45:07 Behavioral Interventions

  • Speech therapy
    • Improves receptive and expressive language, sign language
    • Improving communication can decrease frustration.
  • Nutrition: food-related preoccupations and foraging may underlie behavioral and emotional disturbances; nutrition counseling is essential.
  • Applied Behavioral Therapy: no comprehensive studies in PWS, but positive results in people with autism.
  • Cognitive behavioral interventions: habit-reversal training (awareness training, competing response training, and social support) have shown promise in treating chronic skin-picking behavior.
  • Serotonin agonists (SSRIs) have been most successful in reducing temper outbursts and improving compulsive behavior (Weratonin imbalance related to repetitive behavior, OCD, depression, anxiety, and self-injurious behavior in non-PWS population).
  • Topiramate: anti-seizure medication has been tried as an appetite-regulating medication; one study showed it did not help food-related behaviors but did reduce skin-picking.
  • Controlled and randomized studies have yet to be performed.
  • Future studies should explore differential treatment effects of individuals with PWS based on subtyping and the potential efficacy of combined psychotherapy and pharmacology.

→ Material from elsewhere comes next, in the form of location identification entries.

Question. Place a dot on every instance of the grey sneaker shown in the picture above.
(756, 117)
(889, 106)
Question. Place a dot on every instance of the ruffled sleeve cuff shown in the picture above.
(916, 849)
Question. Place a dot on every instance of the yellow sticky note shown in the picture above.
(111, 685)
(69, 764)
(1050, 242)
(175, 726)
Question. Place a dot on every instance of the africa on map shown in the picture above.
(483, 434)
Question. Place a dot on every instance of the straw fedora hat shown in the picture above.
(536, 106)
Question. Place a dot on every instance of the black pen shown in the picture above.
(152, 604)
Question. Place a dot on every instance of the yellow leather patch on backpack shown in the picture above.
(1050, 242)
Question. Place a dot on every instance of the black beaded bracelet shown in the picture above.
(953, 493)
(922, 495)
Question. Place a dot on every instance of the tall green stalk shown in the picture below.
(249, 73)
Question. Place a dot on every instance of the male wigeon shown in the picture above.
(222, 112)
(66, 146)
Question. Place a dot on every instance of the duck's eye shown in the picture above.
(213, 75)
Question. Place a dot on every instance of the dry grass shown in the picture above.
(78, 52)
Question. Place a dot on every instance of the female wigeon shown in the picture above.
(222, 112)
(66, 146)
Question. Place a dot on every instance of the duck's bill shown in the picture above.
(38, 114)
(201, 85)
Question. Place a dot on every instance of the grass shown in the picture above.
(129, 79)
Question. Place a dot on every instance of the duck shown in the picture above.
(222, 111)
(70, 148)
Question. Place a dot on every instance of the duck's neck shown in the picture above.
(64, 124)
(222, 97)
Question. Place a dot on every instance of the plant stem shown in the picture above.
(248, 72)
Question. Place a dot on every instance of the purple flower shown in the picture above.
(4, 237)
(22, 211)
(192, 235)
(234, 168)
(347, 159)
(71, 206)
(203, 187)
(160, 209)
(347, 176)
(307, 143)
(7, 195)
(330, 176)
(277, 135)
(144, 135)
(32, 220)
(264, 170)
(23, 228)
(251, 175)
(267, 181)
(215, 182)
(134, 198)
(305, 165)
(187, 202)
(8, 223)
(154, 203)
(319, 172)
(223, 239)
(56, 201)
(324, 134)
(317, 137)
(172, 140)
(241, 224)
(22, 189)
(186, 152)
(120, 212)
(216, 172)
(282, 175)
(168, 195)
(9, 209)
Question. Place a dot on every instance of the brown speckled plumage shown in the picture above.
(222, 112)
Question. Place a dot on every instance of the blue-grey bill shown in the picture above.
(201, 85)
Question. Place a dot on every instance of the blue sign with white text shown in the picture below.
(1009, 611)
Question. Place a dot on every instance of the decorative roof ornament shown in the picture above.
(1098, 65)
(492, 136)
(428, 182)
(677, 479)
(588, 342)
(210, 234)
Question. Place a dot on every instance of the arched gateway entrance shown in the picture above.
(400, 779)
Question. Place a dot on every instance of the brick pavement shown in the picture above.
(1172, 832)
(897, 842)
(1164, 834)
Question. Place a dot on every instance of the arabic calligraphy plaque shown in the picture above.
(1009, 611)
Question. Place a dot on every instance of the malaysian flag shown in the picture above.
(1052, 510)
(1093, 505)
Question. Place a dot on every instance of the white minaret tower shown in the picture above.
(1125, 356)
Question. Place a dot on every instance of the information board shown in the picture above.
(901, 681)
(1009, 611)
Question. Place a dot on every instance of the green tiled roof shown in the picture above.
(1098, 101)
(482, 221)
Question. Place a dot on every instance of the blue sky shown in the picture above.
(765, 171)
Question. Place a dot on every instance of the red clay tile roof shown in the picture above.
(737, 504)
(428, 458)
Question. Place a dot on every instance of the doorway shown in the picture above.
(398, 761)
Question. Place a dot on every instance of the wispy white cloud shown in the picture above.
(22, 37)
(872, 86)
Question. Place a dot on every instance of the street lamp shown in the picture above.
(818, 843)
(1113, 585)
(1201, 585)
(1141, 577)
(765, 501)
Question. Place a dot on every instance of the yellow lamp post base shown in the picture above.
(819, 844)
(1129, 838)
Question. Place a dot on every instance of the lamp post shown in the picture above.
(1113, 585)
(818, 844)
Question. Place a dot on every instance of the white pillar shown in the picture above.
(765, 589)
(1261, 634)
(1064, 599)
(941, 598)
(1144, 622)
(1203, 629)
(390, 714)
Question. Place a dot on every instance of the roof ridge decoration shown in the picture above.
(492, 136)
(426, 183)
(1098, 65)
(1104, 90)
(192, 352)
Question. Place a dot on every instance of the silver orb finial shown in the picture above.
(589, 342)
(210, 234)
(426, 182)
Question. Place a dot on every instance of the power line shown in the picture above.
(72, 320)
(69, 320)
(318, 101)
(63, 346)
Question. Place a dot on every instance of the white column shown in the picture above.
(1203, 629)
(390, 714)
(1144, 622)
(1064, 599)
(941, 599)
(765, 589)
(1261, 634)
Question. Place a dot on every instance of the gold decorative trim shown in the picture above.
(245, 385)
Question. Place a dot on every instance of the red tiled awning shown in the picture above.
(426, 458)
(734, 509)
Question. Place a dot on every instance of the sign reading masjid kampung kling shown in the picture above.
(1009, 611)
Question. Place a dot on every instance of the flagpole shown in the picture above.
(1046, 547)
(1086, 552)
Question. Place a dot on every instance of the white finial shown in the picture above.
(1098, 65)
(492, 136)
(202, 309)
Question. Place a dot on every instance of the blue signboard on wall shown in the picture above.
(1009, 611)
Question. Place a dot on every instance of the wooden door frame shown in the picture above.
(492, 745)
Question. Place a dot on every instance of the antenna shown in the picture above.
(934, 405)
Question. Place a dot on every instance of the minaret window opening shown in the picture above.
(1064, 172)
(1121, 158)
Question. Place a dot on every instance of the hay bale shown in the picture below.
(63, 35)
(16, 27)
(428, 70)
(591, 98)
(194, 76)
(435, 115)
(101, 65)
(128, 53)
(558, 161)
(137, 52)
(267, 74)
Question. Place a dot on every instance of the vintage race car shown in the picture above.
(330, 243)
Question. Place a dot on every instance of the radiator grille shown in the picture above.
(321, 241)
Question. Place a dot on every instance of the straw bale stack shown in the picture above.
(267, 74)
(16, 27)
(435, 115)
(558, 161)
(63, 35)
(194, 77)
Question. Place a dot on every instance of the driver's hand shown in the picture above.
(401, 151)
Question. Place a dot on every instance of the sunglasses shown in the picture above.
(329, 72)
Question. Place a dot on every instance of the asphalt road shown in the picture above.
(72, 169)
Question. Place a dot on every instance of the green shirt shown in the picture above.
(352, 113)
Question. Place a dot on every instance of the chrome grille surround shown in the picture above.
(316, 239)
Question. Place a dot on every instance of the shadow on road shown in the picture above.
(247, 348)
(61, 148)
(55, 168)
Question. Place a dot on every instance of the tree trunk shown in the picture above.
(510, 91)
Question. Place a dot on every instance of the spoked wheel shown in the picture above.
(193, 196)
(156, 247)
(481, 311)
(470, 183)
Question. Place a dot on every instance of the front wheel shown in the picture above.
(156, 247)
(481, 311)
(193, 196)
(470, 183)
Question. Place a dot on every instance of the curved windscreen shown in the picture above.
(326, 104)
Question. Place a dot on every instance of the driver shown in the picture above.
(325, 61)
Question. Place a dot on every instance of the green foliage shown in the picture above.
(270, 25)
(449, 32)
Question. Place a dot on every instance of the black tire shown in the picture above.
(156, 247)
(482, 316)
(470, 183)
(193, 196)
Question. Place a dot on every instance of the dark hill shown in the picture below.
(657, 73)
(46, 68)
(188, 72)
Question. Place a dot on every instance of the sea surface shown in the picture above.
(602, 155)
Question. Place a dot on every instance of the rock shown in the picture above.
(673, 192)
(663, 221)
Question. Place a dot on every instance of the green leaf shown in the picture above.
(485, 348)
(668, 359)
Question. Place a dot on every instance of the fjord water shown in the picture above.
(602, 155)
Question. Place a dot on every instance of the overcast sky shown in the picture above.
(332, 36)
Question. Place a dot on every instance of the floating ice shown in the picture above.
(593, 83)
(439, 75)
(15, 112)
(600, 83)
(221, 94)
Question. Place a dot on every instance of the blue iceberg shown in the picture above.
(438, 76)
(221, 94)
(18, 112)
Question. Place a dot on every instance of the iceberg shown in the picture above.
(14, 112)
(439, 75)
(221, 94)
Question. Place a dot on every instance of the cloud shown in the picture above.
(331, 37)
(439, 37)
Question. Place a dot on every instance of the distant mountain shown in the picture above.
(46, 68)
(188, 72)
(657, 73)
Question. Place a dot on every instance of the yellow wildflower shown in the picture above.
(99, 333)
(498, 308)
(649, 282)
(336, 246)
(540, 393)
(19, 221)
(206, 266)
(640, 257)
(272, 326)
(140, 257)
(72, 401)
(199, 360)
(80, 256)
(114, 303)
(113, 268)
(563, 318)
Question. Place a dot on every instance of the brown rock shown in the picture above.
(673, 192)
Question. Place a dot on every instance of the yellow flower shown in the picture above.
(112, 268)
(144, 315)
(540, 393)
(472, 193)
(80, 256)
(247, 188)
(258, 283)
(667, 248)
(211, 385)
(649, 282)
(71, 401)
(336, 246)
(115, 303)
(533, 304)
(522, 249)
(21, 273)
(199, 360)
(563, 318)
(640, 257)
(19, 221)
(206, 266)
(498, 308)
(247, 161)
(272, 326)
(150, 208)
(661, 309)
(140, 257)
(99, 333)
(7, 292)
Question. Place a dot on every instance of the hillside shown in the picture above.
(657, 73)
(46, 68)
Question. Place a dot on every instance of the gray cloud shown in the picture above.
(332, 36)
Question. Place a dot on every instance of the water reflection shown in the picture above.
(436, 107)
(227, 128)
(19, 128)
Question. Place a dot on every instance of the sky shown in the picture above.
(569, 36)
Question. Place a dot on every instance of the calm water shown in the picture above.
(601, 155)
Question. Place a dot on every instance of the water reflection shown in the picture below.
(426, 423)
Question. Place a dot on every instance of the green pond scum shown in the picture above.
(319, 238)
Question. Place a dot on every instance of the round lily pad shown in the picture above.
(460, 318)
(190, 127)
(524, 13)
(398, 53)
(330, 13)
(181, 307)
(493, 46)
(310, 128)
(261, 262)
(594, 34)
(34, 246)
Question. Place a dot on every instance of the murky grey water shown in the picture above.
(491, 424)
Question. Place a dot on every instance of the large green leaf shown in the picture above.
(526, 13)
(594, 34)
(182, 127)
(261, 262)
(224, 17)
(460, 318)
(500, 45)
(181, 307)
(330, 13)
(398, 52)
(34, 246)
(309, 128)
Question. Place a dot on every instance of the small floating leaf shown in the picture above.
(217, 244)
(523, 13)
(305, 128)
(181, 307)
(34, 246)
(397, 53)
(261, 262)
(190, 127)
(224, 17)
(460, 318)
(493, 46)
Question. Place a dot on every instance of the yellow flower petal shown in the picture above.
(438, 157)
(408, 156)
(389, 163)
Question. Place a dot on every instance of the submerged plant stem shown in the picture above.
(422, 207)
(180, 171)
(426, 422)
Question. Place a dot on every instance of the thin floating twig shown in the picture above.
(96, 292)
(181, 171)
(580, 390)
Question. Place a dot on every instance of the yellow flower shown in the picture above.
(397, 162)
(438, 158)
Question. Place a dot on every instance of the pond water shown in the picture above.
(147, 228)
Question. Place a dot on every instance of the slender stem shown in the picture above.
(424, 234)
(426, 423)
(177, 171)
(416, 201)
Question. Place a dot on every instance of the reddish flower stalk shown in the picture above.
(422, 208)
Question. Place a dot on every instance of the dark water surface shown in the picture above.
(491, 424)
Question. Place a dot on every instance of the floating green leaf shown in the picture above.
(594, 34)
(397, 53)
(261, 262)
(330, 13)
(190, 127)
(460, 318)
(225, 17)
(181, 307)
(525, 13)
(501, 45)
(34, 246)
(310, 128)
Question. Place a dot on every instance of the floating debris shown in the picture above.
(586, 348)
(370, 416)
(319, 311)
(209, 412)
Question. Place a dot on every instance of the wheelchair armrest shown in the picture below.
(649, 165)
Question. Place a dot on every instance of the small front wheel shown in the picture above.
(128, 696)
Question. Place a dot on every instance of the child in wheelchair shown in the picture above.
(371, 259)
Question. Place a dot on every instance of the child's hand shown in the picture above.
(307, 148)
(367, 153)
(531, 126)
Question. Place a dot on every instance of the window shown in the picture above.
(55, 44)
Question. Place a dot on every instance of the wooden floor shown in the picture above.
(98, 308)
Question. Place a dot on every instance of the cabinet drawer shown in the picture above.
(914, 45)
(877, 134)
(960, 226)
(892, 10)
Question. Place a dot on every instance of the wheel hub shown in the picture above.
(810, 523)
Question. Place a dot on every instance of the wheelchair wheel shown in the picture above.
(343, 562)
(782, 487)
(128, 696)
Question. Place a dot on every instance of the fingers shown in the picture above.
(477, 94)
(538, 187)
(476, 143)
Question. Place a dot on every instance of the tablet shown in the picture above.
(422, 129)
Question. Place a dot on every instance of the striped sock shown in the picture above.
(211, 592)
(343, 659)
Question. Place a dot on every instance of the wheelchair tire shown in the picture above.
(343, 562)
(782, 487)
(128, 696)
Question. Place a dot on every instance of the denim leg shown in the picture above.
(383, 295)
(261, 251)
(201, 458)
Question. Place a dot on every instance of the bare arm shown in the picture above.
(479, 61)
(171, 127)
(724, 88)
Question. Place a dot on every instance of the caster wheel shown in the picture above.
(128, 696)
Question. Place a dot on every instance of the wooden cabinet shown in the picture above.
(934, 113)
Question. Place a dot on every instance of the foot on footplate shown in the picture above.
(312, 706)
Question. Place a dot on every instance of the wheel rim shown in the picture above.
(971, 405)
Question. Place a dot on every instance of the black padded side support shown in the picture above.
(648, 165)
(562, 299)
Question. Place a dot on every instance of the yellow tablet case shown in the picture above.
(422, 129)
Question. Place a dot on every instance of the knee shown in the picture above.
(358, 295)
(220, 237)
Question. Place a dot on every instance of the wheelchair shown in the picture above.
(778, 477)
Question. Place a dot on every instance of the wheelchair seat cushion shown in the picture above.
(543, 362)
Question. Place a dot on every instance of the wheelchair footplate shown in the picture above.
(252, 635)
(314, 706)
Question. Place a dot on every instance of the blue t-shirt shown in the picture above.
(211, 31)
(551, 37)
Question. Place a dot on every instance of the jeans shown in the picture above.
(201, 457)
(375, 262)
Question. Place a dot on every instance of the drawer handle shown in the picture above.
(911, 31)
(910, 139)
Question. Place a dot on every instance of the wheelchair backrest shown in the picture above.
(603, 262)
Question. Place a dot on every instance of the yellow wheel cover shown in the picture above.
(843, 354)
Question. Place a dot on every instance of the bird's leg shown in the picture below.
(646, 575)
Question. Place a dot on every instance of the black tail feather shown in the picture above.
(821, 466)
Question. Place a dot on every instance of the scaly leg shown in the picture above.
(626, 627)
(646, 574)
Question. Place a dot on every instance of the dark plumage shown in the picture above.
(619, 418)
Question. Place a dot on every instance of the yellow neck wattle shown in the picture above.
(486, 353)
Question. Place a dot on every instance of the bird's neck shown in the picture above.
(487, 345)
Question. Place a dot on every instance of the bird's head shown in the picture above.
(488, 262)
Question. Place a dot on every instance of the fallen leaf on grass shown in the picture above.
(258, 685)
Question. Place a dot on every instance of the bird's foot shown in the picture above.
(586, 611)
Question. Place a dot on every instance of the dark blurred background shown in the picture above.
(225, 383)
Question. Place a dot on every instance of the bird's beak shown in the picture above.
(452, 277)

46:21 Multidisciplinary Care

  • Multidisciplinary care is very important.
  • What is most important for parents is to determine who is going to coordinate care. Is this the physician, the geneticist? The endocrinologist?
  • Is there an actual coordinated care service where you will get care?
  • Endocrinologists end up doing a lot of this coordination because they see PWS patients most frequently. They are on growth hormones so they see them every 3-4 months.
  • Endocrinologists know the sleep specialists, the orthopedists, the GI doctors, etc.
  • Have the discussion with the primary care physician to determine who is going to actually make sure that the child is getting multidisciplinary care. 
  • Discussion with providers up front can make sure that we’re providing all the care that our children with PWS need.